Billionaire's Escort
Copyright © 2017 Claire Adams
Chapter One
Ian
This is what happens when you do favors for friends.
Jonathan asked if I’d do him a solid and give his friend an interview since we needed to hire a new secretary. What were the words he’d used? Smokin’ hot AND intelligent? I looked over my steepled fingers at the girl sitting nervously on one of the two chairs on the other side of my desk. The chairs were maple, straight-backed, very fine craftsmanship but no cushions, so whoever was sitting there would have to perched upright, slightly uncomfortable. At attention, if you will. My own ass was luxuriating in an ergonomic leather executive chair—Tuscan leather, mahogany accents, ability to recline, retractable footrest. I was reclining now, as a matter of fact, wishing that I had not agreed to do this favor for Jonathan. I mean, this girl, Daisy, was attractive, sure, but she dressed in such a way that was trying to disguise it, with her black A-line skirt that went past her knees, her blouse buttoned all the way up, those black, school marm oxfords. This girl didn’t need a job; she needed a goddamn crash course in fashion.
But we’d just sat down, and if I didn’t at least go through the formalities, I’d have to endure Jonathan’s bitching, and I already heard enough of that as it was.
“So,” I said. “You’re friends with Jonathan?”
“Yes,” she said, her voice barely more than a whisper. She cleared her throat. “Yes,” she said again, a little more loudly. “We met at the gym.”

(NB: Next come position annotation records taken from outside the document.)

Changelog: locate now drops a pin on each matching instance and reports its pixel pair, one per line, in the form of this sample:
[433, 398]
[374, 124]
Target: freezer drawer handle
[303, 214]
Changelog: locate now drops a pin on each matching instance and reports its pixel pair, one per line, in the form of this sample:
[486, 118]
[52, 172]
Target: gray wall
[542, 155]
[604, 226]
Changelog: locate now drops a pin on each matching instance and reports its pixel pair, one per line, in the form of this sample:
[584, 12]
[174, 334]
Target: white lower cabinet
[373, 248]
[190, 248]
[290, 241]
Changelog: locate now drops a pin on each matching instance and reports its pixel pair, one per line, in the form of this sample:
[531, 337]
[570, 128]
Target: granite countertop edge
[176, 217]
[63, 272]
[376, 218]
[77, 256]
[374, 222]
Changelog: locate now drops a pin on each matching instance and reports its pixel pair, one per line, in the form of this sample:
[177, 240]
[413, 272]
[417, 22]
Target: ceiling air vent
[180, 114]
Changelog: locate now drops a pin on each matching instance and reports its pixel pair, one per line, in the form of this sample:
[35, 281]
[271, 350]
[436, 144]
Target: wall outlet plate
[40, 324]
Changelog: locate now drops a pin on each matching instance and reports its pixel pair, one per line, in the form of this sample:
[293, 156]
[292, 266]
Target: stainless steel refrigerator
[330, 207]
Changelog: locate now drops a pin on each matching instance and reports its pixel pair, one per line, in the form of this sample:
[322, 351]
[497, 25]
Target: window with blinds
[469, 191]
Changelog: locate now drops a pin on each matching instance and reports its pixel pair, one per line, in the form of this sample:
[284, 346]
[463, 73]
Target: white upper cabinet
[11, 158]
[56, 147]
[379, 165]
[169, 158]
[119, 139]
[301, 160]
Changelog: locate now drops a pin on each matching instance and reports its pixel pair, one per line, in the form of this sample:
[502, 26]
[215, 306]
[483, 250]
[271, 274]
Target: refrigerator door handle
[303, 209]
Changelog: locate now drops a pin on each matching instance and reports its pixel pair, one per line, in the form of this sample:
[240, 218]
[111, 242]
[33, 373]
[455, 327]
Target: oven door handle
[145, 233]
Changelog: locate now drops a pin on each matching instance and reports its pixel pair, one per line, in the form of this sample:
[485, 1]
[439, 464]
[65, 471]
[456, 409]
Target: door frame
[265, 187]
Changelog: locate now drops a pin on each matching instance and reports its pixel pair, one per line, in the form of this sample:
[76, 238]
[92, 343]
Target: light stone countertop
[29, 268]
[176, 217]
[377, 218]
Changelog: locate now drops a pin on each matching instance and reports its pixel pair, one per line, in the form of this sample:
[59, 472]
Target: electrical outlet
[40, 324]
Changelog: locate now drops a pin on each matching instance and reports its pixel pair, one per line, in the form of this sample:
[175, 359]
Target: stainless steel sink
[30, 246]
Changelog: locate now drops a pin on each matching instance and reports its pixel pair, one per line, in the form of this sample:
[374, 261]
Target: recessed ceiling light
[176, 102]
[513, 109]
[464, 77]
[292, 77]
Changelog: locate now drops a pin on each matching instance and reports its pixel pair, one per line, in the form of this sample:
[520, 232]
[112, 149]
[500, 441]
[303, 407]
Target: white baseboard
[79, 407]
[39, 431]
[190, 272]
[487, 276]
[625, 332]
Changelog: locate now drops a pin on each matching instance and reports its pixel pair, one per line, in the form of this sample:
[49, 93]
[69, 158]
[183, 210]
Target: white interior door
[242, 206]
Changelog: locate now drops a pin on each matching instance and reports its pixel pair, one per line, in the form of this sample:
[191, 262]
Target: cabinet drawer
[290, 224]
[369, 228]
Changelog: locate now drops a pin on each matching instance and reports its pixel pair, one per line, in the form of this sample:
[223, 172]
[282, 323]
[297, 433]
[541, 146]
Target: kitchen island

“And you were previously employed at . . . where?” I leaned forward and rifled through some papers on the desk, though there was nothing there that would give me any clues about her previous work experience.
“Shear Genius.”
“The hair salon?”
“Yes. I was the administrative assistant there.”
“You were the secretary.”
She shifted. “The administrative assistant. I handled all the reception duties, scheduling, payroll, filing, and some light bookkeeping.”
I nodded. “Okay, right. So you were the secretary.” I hated shit like that; it was like calling a janitor a custodial engineer. She was answering phones and making appointments and doing reminder calls; therefore, she was a secretary. Maybe she wasn’t fetching coffee or transcribing things on a typewriter, but she was still a secretary. “That’s essentially what we’re looking for here,” I said. “Someone to answer the phones, manage the calendar, keep the office in order.”
I decided not to mention that the reason for the vacancy was because I’d slept with the last secretary, and then there’d been this little misunderstanding about the true meaning of “no strings attached.” I had explicitly stated that, whispered it in Annie’s ear, in fact, right before I fucked her across this very desk, and she’d been more than agreeable.
“I did all of that at Shear Genius,” she said. “I’m a very organized person, and I think the best way to ensure that a business r
uns smoothly is to keep things organized and maintained.” She continued to espouse on what she thought a business needed to run successfully. I tuned this out and watched her talk instead. Watching someone talk can often give you a whole lot more of information about who they are than the actual words that are coming out of their mouths.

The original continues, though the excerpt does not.